Berrin Sönmez
Ama… İşte Gülten Akın söylemişti zaten…
Ah, kimselerin vakti yok
Durup ince şeyleri anlamaya
Haberlere göre adalet komisyonundan çıkmış. Bugün yarın düşer gündemimize. Genel Kurula geldikten sonra parmak hesabıyla bir çırpıda geçeceğinden şimdi söylemeli sözümüzü. 103 e 1 ve 2 fıkralara Anayasa Mahkemesince verilen iptal hükmünün yürürlüğe girmesine bir aydan az zaman kalmışken ve aylardır çoğulcu, katılımcı yasa yapım sürecine ilişkin taleplerimiz dikkate alınmamışken ne faydası olacağını bile düşünmeden söylemeli, kimse sormasa bile.

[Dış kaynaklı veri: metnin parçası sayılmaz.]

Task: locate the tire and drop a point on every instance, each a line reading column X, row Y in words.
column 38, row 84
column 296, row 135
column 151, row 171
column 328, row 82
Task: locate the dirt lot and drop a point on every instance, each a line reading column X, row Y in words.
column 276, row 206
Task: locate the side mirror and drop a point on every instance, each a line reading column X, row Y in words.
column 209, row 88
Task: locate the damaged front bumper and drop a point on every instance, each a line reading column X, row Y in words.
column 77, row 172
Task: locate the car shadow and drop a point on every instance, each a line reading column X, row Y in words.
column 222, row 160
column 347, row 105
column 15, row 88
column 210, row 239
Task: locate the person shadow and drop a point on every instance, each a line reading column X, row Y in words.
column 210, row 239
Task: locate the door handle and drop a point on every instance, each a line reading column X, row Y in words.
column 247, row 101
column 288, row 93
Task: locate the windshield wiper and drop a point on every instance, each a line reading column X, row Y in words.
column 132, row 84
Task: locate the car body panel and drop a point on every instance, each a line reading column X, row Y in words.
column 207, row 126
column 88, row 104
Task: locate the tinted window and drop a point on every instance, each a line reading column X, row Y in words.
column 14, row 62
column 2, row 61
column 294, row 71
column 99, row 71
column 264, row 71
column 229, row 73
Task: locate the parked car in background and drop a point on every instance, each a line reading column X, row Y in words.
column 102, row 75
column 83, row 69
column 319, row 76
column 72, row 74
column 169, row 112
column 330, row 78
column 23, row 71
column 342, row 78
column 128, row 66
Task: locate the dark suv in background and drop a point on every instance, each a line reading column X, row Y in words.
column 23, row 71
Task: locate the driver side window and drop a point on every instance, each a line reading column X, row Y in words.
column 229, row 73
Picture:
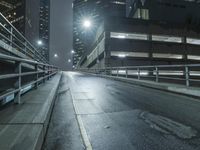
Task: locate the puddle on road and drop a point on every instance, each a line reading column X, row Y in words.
column 168, row 126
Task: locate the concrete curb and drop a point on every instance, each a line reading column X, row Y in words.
column 173, row 88
column 24, row 126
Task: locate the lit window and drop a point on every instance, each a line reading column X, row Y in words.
column 135, row 36
column 165, row 38
column 129, row 54
column 169, row 56
column 193, row 41
column 141, row 14
column 193, row 57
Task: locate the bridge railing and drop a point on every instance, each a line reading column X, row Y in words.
column 188, row 75
column 37, row 73
column 11, row 38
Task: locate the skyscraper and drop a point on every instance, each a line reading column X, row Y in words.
column 31, row 18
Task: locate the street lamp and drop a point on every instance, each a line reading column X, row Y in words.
column 87, row 23
column 39, row 42
column 55, row 55
column 72, row 51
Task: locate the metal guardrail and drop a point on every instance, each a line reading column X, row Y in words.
column 40, row 72
column 14, row 39
column 188, row 74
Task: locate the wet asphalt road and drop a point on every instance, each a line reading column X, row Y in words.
column 121, row 116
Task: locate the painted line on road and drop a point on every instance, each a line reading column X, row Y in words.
column 83, row 131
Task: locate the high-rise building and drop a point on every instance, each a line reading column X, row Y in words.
column 96, row 11
column 31, row 18
column 172, row 11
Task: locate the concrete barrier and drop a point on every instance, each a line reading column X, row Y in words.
column 23, row 127
column 175, row 88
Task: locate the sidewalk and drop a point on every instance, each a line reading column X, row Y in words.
column 23, row 127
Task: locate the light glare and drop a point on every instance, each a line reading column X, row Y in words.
column 87, row 23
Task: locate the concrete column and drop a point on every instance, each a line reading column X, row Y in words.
column 18, row 70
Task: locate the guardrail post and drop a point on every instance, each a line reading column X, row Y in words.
column 18, row 70
column 36, row 78
column 157, row 75
column 11, row 36
column 25, row 49
column 187, row 76
column 44, row 73
column 48, row 72
column 138, row 72
column 126, row 73
column 117, row 72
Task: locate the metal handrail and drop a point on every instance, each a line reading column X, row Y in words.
column 184, row 72
column 26, row 47
column 40, row 71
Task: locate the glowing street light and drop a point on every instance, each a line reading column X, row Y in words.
column 55, row 55
column 39, row 42
column 87, row 23
column 121, row 55
column 72, row 51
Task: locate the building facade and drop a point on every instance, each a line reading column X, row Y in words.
column 95, row 10
column 134, row 42
column 172, row 11
column 31, row 18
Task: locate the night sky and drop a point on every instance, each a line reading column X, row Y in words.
column 61, row 33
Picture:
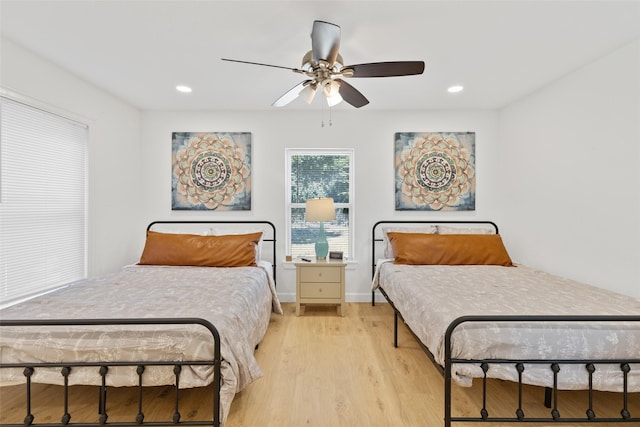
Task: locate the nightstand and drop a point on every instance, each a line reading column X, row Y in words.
column 320, row 282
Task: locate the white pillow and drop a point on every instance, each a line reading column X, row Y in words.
column 388, row 249
column 443, row 229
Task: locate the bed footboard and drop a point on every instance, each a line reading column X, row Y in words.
column 102, row 371
column 554, row 367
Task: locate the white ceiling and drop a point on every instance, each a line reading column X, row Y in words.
column 140, row 50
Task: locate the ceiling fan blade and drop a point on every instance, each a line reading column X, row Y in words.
column 291, row 94
column 325, row 42
column 387, row 69
column 351, row 95
column 297, row 70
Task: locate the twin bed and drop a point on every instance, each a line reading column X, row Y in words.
column 188, row 320
column 189, row 314
column 478, row 315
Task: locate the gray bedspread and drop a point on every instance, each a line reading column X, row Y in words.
column 237, row 301
column 431, row 297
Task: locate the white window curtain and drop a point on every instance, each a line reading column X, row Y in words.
column 42, row 201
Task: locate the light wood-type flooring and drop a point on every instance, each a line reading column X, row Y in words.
column 324, row 370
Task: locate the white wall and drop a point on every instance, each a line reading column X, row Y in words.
column 114, row 150
column 370, row 134
column 569, row 165
column 557, row 170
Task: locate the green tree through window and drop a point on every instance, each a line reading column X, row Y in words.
column 319, row 173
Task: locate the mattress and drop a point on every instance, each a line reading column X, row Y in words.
column 238, row 301
column 430, row 297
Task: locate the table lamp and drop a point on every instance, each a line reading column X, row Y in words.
column 320, row 210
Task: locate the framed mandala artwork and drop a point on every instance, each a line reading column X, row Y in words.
column 211, row 171
column 435, row 171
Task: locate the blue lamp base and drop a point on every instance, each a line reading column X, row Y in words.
column 322, row 246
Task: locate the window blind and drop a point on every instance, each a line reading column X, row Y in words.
column 319, row 173
column 42, row 201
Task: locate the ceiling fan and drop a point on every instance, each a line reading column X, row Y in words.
column 323, row 66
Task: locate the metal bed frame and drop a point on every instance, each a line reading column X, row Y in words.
column 551, row 393
column 102, row 368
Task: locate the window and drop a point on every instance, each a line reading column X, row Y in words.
column 42, row 201
column 319, row 173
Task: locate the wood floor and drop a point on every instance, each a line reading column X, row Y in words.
column 323, row 370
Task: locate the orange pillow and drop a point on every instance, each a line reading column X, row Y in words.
column 450, row 249
column 232, row 250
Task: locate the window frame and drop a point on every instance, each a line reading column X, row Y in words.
column 82, row 125
column 350, row 153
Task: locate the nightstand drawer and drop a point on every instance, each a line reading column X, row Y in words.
column 320, row 290
column 320, row 274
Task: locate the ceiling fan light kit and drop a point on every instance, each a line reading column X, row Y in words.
column 324, row 69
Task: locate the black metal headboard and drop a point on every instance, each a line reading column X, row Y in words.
column 376, row 236
column 266, row 237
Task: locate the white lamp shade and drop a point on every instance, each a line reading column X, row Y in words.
column 318, row 210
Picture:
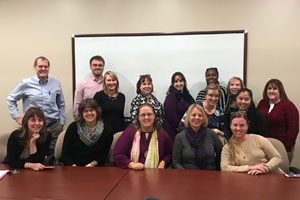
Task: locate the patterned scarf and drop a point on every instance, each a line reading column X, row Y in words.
column 87, row 138
column 152, row 158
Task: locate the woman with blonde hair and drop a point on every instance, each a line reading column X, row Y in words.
column 196, row 146
column 281, row 114
column 112, row 102
column 249, row 153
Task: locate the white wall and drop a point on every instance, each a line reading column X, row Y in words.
column 40, row 27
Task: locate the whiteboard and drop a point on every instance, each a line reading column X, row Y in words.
column 160, row 55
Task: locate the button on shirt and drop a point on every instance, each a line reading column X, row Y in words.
column 46, row 95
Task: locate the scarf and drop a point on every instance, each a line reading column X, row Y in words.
column 152, row 158
column 87, row 138
column 196, row 140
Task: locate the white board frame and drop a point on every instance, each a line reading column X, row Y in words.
column 162, row 54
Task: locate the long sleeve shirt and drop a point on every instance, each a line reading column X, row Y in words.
column 174, row 110
column 255, row 149
column 112, row 110
column 86, row 88
column 46, row 95
column 122, row 150
column 184, row 155
column 282, row 121
column 74, row 151
column 15, row 149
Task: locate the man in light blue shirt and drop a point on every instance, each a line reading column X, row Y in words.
column 44, row 92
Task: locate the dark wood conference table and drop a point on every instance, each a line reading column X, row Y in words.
column 113, row 183
column 196, row 184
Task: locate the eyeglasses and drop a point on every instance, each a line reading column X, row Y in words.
column 143, row 115
column 97, row 65
column 89, row 110
column 145, row 75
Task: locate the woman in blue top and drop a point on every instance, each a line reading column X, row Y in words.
column 177, row 101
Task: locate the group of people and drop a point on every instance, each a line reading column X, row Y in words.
column 221, row 129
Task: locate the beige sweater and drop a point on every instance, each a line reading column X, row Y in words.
column 255, row 149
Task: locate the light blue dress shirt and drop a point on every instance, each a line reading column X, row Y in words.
column 46, row 95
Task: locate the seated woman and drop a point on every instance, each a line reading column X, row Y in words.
column 177, row 101
column 144, row 144
column 144, row 89
column 235, row 84
column 244, row 102
column 87, row 141
column 28, row 146
column 112, row 102
column 281, row 114
column 248, row 153
column 213, row 111
column 196, row 147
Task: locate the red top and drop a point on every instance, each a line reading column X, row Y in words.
column 282, row 121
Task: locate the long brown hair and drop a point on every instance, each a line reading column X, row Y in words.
column 232, row 143
column 24, row 132
column 275, row 83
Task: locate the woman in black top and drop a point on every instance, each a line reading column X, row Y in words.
column 112, row 102
column 87, row 141
column 28, row 146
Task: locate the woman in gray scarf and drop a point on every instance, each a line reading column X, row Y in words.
column 87, row 140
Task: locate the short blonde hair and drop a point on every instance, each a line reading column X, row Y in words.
column 189, row 112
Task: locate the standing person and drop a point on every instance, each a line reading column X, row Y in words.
column 176, row 103
column 87, row 141
column 91, row 84
column 144, row 89
column 144, row 144
column 281, row 114
column 212, row 76
column 112, row 102
column 249, row 153
column 196, row 147
column 213, row 111
column 256, row 121
column 233, row 87
column 44, row 92
column 28, row 145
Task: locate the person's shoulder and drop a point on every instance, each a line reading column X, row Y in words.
column 53, row 80
column 15, row 133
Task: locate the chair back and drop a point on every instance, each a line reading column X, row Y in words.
column 282, row 151
column 111, row 150
column 59, row 144
column 3, row 145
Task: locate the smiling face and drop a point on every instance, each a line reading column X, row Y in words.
column 211, row 76
column 235, row 86
column 178, row 83
column 146, row 118
column 239, row 127
column 273, row 93
column 89, row 115
column 97, row 67
column 42, row 69
column 212, row 97
column 35, row 125
column 146, row 87
column 243, row 101
column 195, row 119
column 110, row 83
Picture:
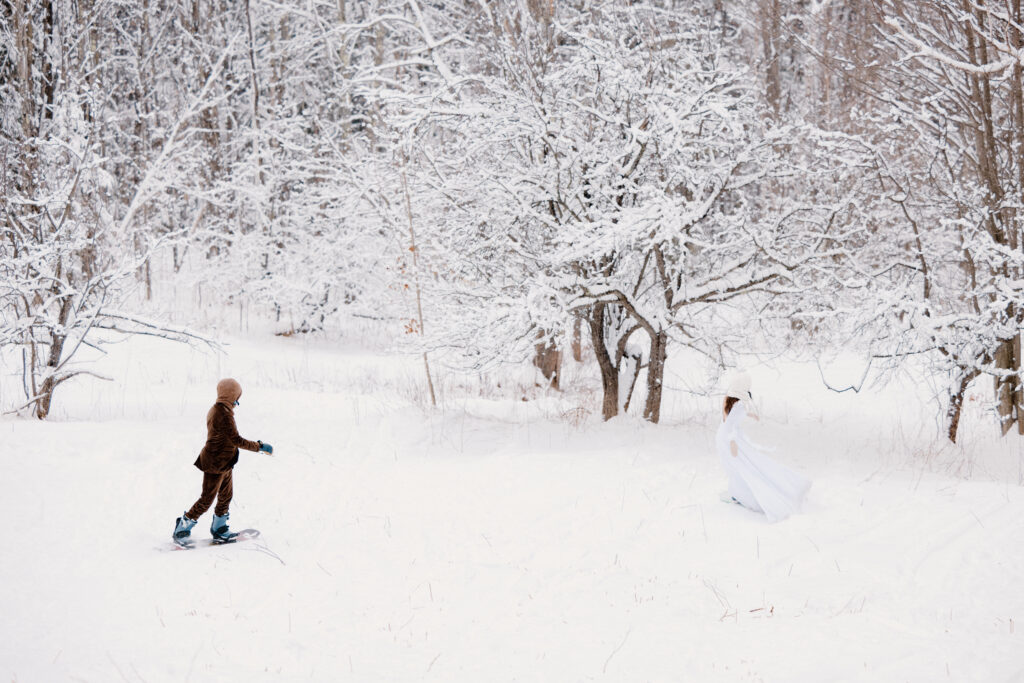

Meclis sitesinde bulunan tasarıya göre yasa yapıcı, AYM iptal nedenlerini ve gerekçesini dikkate almamış görünüyor. Sadece ceza sürelerine ilişkin hükmü hakim takdirine açarak alt ve üst sınırları, iptal edilen hükümlerdeki haliyle korumuş. Ancak yeni tasarı, mağdurun 12 yaş altında olması durumunda ceza oranlarındaki artışı bir kez daha belirtmiş. Ceza artış sınırı olarak bile olsa 12 şaşın dile getirilmiş olması ise kamuoyunda haklı bir infiale yol açtı. Haklı çünkü cinsel istismarda 15 yaşını doldurmamış çocuğun rızası aranmaz kesin hükmü bile mahkemelerde çok dikkate alınmıyorken aynı fıkrada 12 yaş ibaresinin de yer alması rıza yaşı sınırını flulaştırma riski taşımakta. Tasarıyı hazırlayanların niyeti, istismar ve rıza yaş sınırlarını bulanıklaştırmak değil kuşkusuz ama uygulamada karşılaşılan riskleri en azından bizler kadar bilmeleri ve hesap etmeleri gerekli.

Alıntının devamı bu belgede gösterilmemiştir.